Nell’articolo sul 5g abbiamo letto del lascito delle frequenze TV da parte degli enti televisivi. Entro il Luglio 2022 le attuali frequenze utilizzate per il digitale terrestre verranno dismesse e concesse al segnale 5G in modo che la sua diffusione possa essere totale sul territorio nazionale e migliore nelle sue performance. Le frequenze attuali verranno traslocate sulle nuove DVB T2, in questo passaggio tutti i decoder che non corrispondono alla sigla Dvbt-2/Hevc sia esterni che interni alle TV ( presumibilmente quelli antecedenti al 2017) diverranno obsoleti e inadeguati ai nuovi standard.

Cosa vuol dire?

Parlando in modo diretto tutti i nostri apparecchi televisivi non avranno più il segnale TV e quindi salvo che per segnali satellitari o da smart tv, saranno inutilizzabili. Quest’ aggravo di spesa per i soldi dei contribuenti ha spinto il governo ha stanziare una manovra da ulteriori 100 milioni di Euro per le famiglie con ISEE inferiore a ventimila euro.

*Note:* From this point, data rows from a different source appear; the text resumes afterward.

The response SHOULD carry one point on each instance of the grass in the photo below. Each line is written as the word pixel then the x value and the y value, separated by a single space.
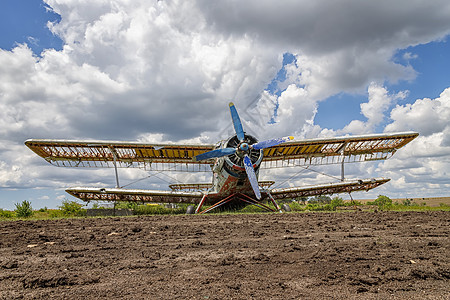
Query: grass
pixel 45 214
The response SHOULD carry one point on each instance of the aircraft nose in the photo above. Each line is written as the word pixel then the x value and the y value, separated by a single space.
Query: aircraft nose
pixel 243 147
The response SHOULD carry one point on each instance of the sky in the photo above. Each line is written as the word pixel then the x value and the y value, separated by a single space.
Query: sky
pixel 164 71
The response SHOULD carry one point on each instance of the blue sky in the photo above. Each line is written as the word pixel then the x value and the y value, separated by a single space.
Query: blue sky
pixel 130 73
pixel 25 21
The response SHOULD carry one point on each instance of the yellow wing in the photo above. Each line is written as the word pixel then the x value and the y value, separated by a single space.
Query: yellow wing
pixel 328 189
pixel 334 150
pixel 71 153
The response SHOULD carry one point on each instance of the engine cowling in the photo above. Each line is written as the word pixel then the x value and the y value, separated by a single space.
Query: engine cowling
pixel 234 163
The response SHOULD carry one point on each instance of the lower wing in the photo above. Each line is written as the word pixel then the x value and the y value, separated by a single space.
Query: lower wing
pixel 135 195
pixel 331 188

Come faccio a testare il mio televisore/decoder?

E’ opportuno sempre andare a riscontrare i dati forniti dalla casa madre, ma per avere un confronto immediato e semplificato un rapido test è quello di visionare i canali oltre il 500 ( quelli in HD) e vedere se la ricezione è attiva, in caso contrario il proprio dispositivo è vetusto.

Come funziona il bonus?

Il bonus da diritto ad uno sconto di 50 Euro sull’acquisto di un nuovo apparecchio televisivo, sull’acquisto di un decoder o sui costi di smaltimento della precedente strumentazione.

Come faccio ad ottenerlo?

Il procedimento è molto chiaro, dopo aver calcolato il proprio ISEE , basta collegarsi a questo indirizzo del ministero

(https://www.mise.gov.it/images/stories/images/Richiesta_Bonus_TV.pdf), scaricare il modello e compilarlo, poi basta presentare il modello al negoziante e ottenere così lo sconto.

Ho dei limiti sul tipo di pagamento?

No, il pagamento può avvenire in qualsiasi modo, se il dispositivo d’acquisto è inferiore al prezzo di 50 euro, non dovrà essere corrisposto nulla ed ovviamente non vi spetterà alcun tipo di differenza economica.